Synopses & Reviews
A leading cognitive scientist argues that a deep sense of good and evil is bred in the bone.
From Sigmund Freud to Jean Piaget, psychologists have long believed that we begin life as amoral animals. After all, isn't it the role of society—and especially parents—to transform babies from little psychopaths into civilized beings who can experience empathy and shame, and override selfish impulses? In Just Babies, Paul Bloom argues that humans are in fact hardwired with a sense of morality. Drawing upon years of original research at Yale, he shows that babies and toddlers can judge the goodness and badness of others' actions; that they act to soothe those in distress; and that they feel guilt, shame, pride, and righteous anger.

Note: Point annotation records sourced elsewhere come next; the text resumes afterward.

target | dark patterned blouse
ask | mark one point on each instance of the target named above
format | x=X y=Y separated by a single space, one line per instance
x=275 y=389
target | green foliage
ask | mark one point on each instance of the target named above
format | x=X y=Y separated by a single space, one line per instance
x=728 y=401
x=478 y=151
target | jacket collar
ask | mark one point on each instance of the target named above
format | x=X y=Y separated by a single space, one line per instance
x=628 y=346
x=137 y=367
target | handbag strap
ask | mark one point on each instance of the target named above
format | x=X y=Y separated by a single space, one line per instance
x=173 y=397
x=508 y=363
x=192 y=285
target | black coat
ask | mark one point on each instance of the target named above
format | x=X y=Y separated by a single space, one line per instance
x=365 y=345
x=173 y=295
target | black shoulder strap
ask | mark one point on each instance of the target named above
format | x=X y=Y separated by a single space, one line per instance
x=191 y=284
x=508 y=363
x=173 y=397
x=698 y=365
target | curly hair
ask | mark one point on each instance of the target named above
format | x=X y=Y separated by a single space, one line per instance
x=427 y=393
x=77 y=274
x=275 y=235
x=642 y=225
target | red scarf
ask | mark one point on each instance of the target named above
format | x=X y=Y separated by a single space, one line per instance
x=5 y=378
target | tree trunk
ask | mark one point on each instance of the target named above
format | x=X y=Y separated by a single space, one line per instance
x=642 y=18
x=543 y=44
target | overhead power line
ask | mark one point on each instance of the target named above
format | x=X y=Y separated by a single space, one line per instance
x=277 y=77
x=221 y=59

Yet this innate morality is tragically limited. Our natural morality extends toward those in our own group, but this is offset by ingrained dislike, even hatred, of those in different groups. Put simply, we are natural-born bigots. Vivid and intellectually probing, Just Babies argues that it's only through our uniquely human capacity for reason that we can transcend the primitive sense of morality we are born with. This erudite yet accessible book will captivate readers of Steven Pinker, Philip Zimbardo, and Robert Wright.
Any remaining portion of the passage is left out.